For one, there are often waiting periods to borrow money. It’s not always available just when you need it. For another, you have to pay interest on that loan at a rate specified in the contract. All that does is tie up your monthly cash flow again, no different than any other debt.

While the concept is good – have enough money in the bank so that you can borrow from it! – it doesn’t make sense to work a whole life insurance policy into the mix. Just have your own saving/investing plan and take money from that when you need it. No monthly payment, no waiting period, no interest. If you want life insurance, get yourself a term policy, as it’s a lot cheaper and provides the same peace of mind.
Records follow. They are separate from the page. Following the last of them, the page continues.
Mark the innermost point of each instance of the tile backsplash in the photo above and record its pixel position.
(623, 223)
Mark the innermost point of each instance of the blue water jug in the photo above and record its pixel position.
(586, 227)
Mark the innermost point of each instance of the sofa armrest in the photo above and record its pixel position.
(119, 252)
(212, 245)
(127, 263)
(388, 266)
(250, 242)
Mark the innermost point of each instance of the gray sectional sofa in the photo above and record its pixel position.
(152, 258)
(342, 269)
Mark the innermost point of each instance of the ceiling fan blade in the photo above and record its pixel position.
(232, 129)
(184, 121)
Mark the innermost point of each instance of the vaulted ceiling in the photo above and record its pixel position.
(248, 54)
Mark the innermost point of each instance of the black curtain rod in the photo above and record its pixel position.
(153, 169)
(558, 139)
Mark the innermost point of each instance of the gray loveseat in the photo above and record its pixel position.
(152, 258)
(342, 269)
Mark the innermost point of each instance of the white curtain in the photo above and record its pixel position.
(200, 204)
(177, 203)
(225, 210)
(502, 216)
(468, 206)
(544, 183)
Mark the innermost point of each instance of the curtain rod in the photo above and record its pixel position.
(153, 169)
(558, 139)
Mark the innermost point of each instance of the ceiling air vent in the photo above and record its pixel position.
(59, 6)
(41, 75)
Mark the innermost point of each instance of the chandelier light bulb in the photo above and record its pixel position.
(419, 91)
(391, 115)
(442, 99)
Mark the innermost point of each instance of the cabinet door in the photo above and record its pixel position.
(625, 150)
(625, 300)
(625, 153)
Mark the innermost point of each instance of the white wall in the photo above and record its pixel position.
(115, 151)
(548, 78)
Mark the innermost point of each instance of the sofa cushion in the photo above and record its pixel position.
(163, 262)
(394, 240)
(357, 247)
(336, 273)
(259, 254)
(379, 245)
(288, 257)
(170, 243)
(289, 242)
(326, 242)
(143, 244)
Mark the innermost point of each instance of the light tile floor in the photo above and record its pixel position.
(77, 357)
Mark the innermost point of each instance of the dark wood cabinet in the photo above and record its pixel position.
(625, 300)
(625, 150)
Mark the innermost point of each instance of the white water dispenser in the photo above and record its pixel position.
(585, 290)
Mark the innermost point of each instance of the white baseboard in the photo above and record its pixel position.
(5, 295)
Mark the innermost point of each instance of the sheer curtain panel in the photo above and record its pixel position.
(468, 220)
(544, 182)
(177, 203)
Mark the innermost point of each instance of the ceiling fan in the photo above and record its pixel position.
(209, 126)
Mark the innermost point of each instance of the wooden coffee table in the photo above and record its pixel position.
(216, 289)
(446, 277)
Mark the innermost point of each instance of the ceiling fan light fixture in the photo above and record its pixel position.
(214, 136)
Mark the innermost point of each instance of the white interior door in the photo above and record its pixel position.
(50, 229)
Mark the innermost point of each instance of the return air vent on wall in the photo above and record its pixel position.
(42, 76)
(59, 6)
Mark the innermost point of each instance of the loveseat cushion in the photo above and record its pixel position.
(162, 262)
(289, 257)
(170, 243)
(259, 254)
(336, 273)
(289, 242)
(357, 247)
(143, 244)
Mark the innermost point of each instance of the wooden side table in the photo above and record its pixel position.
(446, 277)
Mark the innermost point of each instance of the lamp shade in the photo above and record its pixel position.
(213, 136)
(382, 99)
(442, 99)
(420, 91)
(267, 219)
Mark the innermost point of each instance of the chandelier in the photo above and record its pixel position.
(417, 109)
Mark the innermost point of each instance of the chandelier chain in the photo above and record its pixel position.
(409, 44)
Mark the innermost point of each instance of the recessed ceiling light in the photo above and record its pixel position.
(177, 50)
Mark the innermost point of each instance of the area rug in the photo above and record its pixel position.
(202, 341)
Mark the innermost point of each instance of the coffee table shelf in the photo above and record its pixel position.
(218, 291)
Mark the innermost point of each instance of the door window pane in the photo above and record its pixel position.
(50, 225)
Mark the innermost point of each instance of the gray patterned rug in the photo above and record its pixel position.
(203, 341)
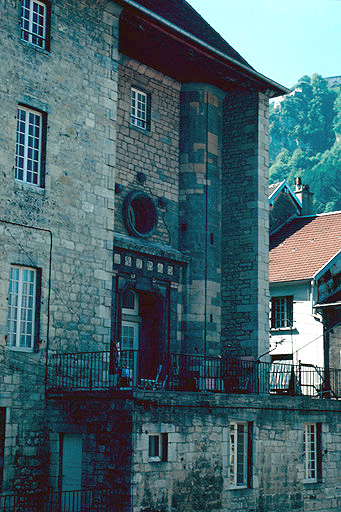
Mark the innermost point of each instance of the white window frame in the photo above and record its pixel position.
(18, 310)
(139, 115)
(280, 312)
(129, 355)
(154, 458)
(135, 310)
(162, 437)
(28, 17)
(310, 452)
(24, 140)
(238, 455)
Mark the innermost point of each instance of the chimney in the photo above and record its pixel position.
(305, 196)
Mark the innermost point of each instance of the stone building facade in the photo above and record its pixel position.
(134, 288)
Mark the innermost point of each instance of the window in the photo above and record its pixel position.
(130, 303)
(139, 214)
(23, 310)
(35, 23)
(282, 312)
(241, 454)
(29, 146)
(158, 447)
(312, 452)
(139, 111)
(2, 442)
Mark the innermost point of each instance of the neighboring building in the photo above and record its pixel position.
(305, 251)
(134, 286)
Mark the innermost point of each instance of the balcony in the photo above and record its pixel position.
(100, 371)
(86, 500)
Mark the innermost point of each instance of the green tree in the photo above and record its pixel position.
(305, 130)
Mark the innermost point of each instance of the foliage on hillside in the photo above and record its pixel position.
(305, 140)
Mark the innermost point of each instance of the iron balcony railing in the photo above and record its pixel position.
(86, 500)
(124, 370)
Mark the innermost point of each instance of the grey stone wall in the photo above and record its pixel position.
(154, 152)
(75, 84)
(195, 476)
(200, 212)
(245, 222)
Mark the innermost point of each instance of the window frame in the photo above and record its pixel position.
(131, 311)
(18, 307)
(162, 455)
(312, 455)
(246, 455)
(40, 169)
(136, 121)
(45, 36)
(277, 322)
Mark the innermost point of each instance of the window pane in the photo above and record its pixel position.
(21, 302)
(28, 147)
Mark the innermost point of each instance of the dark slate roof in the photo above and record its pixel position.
(180, 13)
(300, 248)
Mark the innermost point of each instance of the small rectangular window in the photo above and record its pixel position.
(158, 447)
(240, 473)
(312, 452)
(22, 308)
(282, 312)
(139, 109)
(35, 23)
(30, 146)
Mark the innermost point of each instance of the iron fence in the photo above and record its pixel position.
(185, 372)
(86, 500)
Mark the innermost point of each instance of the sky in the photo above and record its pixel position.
(283, 40)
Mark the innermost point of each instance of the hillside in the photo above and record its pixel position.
(305, 140)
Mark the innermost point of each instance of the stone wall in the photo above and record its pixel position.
(195, 476)
(154, 152)
(70, 220)
(245, 222)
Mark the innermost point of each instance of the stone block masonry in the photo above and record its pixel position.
(153, 152)
(245, 320)
(75, 85)
(192, 470)
(200, 213)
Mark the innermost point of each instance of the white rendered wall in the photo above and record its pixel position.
(305, 339)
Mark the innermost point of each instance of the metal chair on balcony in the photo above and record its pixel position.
(157, 383)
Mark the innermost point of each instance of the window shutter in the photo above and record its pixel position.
(149, 109)
(290, 301)
(319, 451)
(43, 150)
(273, 313)
(164, 448)
(37, 312)
(249, 453)
(48, 26)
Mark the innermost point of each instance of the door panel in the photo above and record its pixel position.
(72, 462)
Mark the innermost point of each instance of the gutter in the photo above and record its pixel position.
(271, 83)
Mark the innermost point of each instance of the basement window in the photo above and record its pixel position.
(158, 447)
(282, 312)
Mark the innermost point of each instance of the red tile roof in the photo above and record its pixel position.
(303, 246)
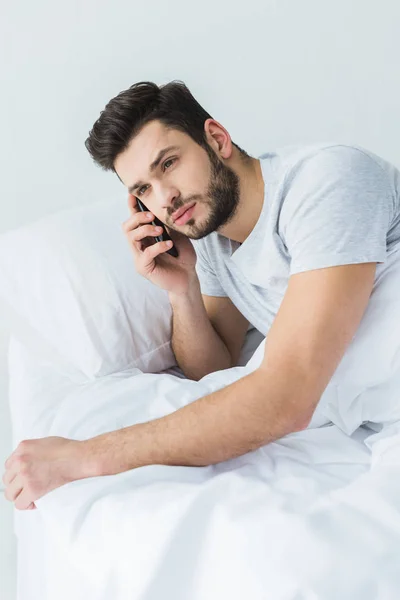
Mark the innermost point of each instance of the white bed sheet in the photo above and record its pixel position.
(43, 571)
(301, 519)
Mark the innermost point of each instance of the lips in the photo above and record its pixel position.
(181, 211)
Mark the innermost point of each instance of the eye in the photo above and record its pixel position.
(140, 190)
(169, 160)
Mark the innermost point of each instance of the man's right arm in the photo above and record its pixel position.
(207, 332)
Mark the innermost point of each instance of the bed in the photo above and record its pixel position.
(312, 516)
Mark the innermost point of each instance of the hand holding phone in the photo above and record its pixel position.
(164, 236)
(174, 273)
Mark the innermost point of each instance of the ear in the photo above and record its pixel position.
(218, 138)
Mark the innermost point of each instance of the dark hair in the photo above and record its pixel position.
(123, 117)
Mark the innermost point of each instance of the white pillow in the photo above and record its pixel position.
(70, 291)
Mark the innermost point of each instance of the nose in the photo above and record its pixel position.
(168, 197)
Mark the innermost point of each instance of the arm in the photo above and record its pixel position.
(207, 332)
(317, 319)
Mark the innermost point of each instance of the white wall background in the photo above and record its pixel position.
(272, 72)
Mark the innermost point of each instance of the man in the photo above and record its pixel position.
(287, 243)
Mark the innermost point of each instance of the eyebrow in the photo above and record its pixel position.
(153, 166)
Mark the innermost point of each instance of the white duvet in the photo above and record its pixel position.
(313, 516)
(303, 518)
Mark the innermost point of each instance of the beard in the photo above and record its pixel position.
(223, 194)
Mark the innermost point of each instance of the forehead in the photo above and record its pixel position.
(134, 162)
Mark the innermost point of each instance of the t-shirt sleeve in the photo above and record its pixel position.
(209, 282)
(337, 211)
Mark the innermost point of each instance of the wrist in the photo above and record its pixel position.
(192, 291)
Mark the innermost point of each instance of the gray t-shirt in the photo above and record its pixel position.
(324, 205)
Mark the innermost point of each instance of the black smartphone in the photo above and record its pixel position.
(164, 235)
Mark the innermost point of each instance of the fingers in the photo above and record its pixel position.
(138, 234)
(154, 250)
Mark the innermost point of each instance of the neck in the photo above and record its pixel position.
(250, 201)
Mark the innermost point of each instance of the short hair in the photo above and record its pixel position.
(124, 116)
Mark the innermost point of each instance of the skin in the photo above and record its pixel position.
(229, 191)
(318, 317)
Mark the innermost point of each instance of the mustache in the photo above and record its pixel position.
(179, 203)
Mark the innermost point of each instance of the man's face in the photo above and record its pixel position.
(186, 175)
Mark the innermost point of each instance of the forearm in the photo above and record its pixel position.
(197, 347)
(232, 421)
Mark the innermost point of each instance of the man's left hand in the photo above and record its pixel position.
(36, 467)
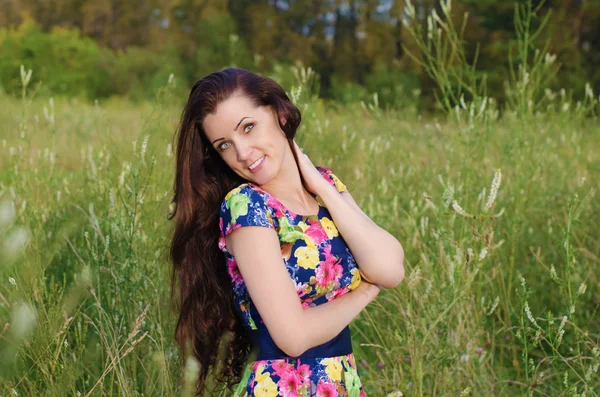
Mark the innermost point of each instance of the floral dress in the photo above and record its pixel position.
(322, 268)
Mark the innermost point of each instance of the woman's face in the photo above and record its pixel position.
(248, 138)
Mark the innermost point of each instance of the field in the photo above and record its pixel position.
(497, 213)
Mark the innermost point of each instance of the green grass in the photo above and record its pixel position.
(84, 308)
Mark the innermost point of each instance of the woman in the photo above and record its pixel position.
(246, 197)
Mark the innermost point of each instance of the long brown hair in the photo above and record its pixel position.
(205, 299)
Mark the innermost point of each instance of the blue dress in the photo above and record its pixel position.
(322, 268)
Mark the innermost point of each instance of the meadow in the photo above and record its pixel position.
(497, 213)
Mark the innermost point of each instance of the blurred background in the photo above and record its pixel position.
(102, 48)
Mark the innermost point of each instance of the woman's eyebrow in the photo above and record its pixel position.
(240, 122)
(236, 127)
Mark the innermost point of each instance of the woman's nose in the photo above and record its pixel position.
(243, 153)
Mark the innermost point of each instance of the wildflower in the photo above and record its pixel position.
(493, 190)
(459, 210)
(529, 315)
(144, 147)
(410, 9)
(395, 393)
(482, 253)
(553, 274)
(7, 212)
(494, 305)
(549, 58)
(25, 78)
(446, 6)
(588, 91)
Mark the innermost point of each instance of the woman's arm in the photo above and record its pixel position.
(379, 255)
(294, 329)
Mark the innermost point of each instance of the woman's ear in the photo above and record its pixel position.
(282, 119)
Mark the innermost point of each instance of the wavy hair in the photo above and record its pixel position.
(204, 298)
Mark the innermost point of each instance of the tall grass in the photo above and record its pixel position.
(495, 205)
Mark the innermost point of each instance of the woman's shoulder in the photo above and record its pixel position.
(247, 191)
(332, 178)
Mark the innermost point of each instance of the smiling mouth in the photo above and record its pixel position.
(256, 163)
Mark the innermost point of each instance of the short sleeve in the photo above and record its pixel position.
(243, 206)
(332, 179)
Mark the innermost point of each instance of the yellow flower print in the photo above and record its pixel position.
(340, 186)
(265, 387)
(308, 257)
(356, 279)
(329, 227)
(234, 191)
(303, 226)
(333, 368)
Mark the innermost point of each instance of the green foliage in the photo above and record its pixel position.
(501, 245)
(69, 64)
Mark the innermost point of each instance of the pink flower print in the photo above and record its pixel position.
(289, 383)
(306, 303)
(336, 293)
(304, 371)
(325, 389)
(274, 203)
(281, 367)
(234, 271)
(316, 233)
(230, 229)
(328, 273)
(328, 255)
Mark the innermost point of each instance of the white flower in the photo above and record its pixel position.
(459, 210)
(7, 212)
(549, 58)
(482, 253)
(588, 91)
(493, 190)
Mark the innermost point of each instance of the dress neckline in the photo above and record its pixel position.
(294, 215)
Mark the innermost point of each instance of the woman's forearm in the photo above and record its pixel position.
(324, 322)
(379, 255)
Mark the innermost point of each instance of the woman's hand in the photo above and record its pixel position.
(313, 178)
(369, 289)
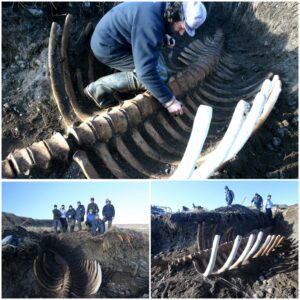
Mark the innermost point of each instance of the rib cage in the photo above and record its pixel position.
(135, 139)
(214, 258)
(61, 280)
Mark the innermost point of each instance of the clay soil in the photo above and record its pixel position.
(273, 276)
(29, 113)
(122, 253)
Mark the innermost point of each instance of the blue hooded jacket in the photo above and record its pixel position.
(138, 28)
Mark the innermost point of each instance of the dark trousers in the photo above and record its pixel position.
(125, 62)
(269, 213)
(98, 225)
(64, 224)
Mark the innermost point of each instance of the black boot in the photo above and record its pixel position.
(102, 90)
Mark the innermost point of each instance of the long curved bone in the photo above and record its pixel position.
(195, 144)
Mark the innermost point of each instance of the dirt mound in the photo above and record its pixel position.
(9, 220)
(257, 43)
(121, 253)
(271, 276)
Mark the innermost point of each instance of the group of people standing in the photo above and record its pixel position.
(65, 220)
(257, 201)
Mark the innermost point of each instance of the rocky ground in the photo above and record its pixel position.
(122, 253)
(270, 44)
(272, 276)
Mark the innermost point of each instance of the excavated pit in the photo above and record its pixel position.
(174, 239)
(139, 144)
(74, 265)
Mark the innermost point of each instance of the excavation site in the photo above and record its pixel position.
(37, 263)
(229, 252)
(237, 80)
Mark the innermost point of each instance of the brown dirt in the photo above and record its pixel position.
(122, 253)
(257, 39)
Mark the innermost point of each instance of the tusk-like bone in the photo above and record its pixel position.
(232, 255)
(213, 256)
(195, 144)
(260, 251)
(216, 158)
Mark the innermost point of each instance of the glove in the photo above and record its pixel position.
(174, 107)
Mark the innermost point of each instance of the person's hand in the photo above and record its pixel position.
(169, 41)
(174, 107)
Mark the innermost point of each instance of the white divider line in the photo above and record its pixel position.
(213, 256)
(251, 120)
(245, 252)
(198, 135)
(276, 90)
(260, 251)
(255, 246)
(232, 255)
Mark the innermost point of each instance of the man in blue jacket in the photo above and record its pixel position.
(80, 212)
(130, 37)
(229, 195)
(108, 212)
(257, 201)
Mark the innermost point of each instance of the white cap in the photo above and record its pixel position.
(194, 16)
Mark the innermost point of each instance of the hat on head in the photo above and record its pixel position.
(194, 13)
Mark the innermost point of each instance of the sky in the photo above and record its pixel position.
(210, 194)
(36, 199)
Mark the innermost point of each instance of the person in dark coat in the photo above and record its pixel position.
(71, 216)
(80, 212)
(108, 213)
(93, 206)
(130, 37)
(63, 218)
(257, 201)
(56, 219)
(90, 219)
(229, 195)
(98, 225)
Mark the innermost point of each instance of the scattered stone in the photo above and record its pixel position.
(276, 141)
(261, 294)
(270, 147)
(295, 120)
(161, 287)
(285, 123)
(292, 103)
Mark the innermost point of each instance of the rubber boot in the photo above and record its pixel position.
(102, 91)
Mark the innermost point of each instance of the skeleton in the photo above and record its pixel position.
(136, 138)
(60, 279)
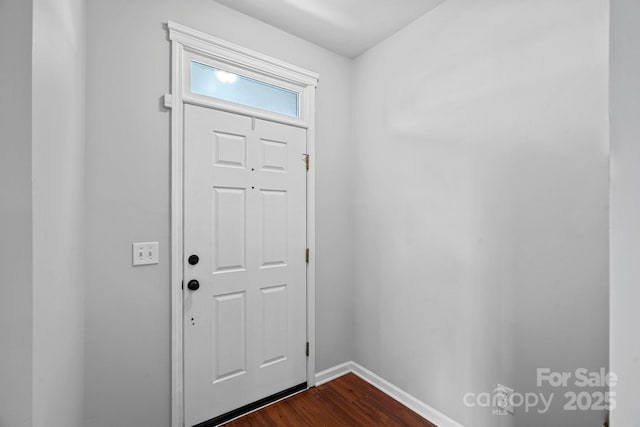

Q5: Basic budgeting for young adult
I just graduated from University in May and have a smallish amount of debt, $4,500 in federal student loans at about 6% interest and $450 on my credit card (interest is about $4/month and I pay 2x the minimum). I have 5 months left on my loan grace period before they start payments. In addition, because I chose to study abroad in London my last semester, I have saving of about $600. I was lucky enough to get a fulltime temp job (3-5 months) that pays about $500/wk, 75% goes straight to savings, the rest checking. I live with family so I have limited expenses aside from gas for my hour commute (Biking or busing would take 4hours total) and about $20 in coffee per week. I would like to pay off my debt, save for an apartment, and also build an emergency fund, but I don’t know how much of my income to allocate to each area. Any advice would be great because I am financially lost in this “transitional” period of my life.
- Max

If I were you, I’d prioritize those goals you have according to the specifics of your current life situation.

Since I don’t know all the details, I can only give you my impressions based on the information I have. I would probably save a small emergency fund first, perhaps $500. After that, I would knock out the debts. Once that’s done, I would start saving for an apartment.

This, of course, assumes that your living situation is tolerable both for you and for the person you live with.